Stackless resumable functions
bitwise via Digitalmars-d
digitalmars-d at puremagic.com
Sun Feb 22 16:48:42 PST 2015
On Sunday, 22 February 2015 at 03:35:28 UTC, ketmar wrote:
> On Sat, 21 Feb 2015 21:19:32 +0000, bitwise wrote:
>
>> Input on this would be appreciated.
>
> it seems to me that you can "abuse" delegates for this (i mean
> the
> underlying "fat pointer"). resumable function can create
> closure (i think
> all the code for this is already here), "resume address"
> pointer (this
> can be added to closure), pointer to "real" delegate, hidden
> "yield
> point" address, and return a delegate which does something like
> this on
> call:
>
> * executes "real" delegate from "resume address".
> * "real" delegate yields by doing indirect call to "resume
> address"
> * assembler code at "resume address" stores new resume address
> (it's on
> stack now)
> * and returns from "wrapping delegate"
>
> so from the point of programmer this will look as an ordinary
> delegate,
> even with the same type, and it will be usable anywhere where
> ordinary
> delegate is usable.
I'm glad you mentioned "resume address". I guess I don't need a
jump table since the function is not switching on a user variable
;)
I don't like the idea of having a resumable function look like a
regular delegate. There would be no clean way to check when the
resumable function had finished. I've only skimmed the C++
proposal for resumable lambdas below, but it seems like their
solution is to introduce a 'stop_iteration' exception which gets
thrown when you try to call a resumable lambda that has run to
completion. So basically, all uses of delegates would have to be
wrapped in try/catch blocks..
http://www.open-std.org/jtc1/sc22/wg21/docs/papers/2014/n4244.pdf
The newest visual studio preview version has "generators". This
is an example from the visual studio blog:
generator<int> fib() {
int a = 0;
int b = 1;
for (;;) {
__yield_value a;
auto next = a + b;
a = b;
b = next;
}
}
So I'm assuming the above function would return something like
this:
template<class T>
struct generator
{
T value;
iterator begin() { /* executes function, stores value, and
returns iterator to first yield */ }
iterator end() { ... }
void operator++() { /* execute function to next yield and
store value */ }
T& operator*() { return value; }
};
I am considering something similar.
Please excuse my incoherent pseudocode :)
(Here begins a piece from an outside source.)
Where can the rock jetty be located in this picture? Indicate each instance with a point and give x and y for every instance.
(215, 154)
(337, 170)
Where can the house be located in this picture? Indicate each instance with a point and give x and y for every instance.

interface IResumableClosure {
// address of resumable function
// stack vars
// methods for initializing a new MethodRange(T)
}
struct Generator(T)
{
IResumableClosure closure;
Generator(IResumableClosure closure) {
this.closure = closure;
}
int opApply(int delegate(ref T) dg) {
foreach(value; MethodRange!T(closure))
if(dg(value)) return 1;
return 0;
}
MethodRange!T getRange() {
return MethodRange!T(closure);
}
}
struct MethodRange(T)
{
IResumableClosure closure;
// contains stack vars, resume address
// last returned value, and 'finished' flag
void *context;
MethodRange(IResumableClosure closure) {
this.closure = closure;
this.context = closure.createContext();
if(!context->finished)
this.value = invoke(context);
}
private T invoke(void* context) {
// run function until yield, store return address in context
}
T front() { return value; }
void popFront() { value = invoke(context); }
bool empty() { return context.finished; }
}
Generator!int myResumableFunction()
{
for(int i = 0; i < 10; ++i)
yield i;
return; // exits the resumable function
// return 1; // illegal inside resumable function, use yield
}
for(number; myResumableFunction())
writeln(number);
// or
auto gen = myResumableFunction();
auto metRang = gen.getRange(); // runs to first yield
while(!metRang.empty()) {
writeln(metRang.front);
metRang.popFront();
}
// or the caller could optionally return a MethodRange(T)
directly if they were
// ok with the function being invoked immediately.
MethodRange!int myResumableFunction() {
yield 1;
}
auto metRang = myResumableFunction(); // runs to first yield
while(!metRang.empty()) {
writeln(metRang.front);
metRang.popFront();
}
So like you said, I could wrap the resumable function in some
kind of specialized closure, but I could use that to optionally
initialize a MethodRange(T) or a Generator(T).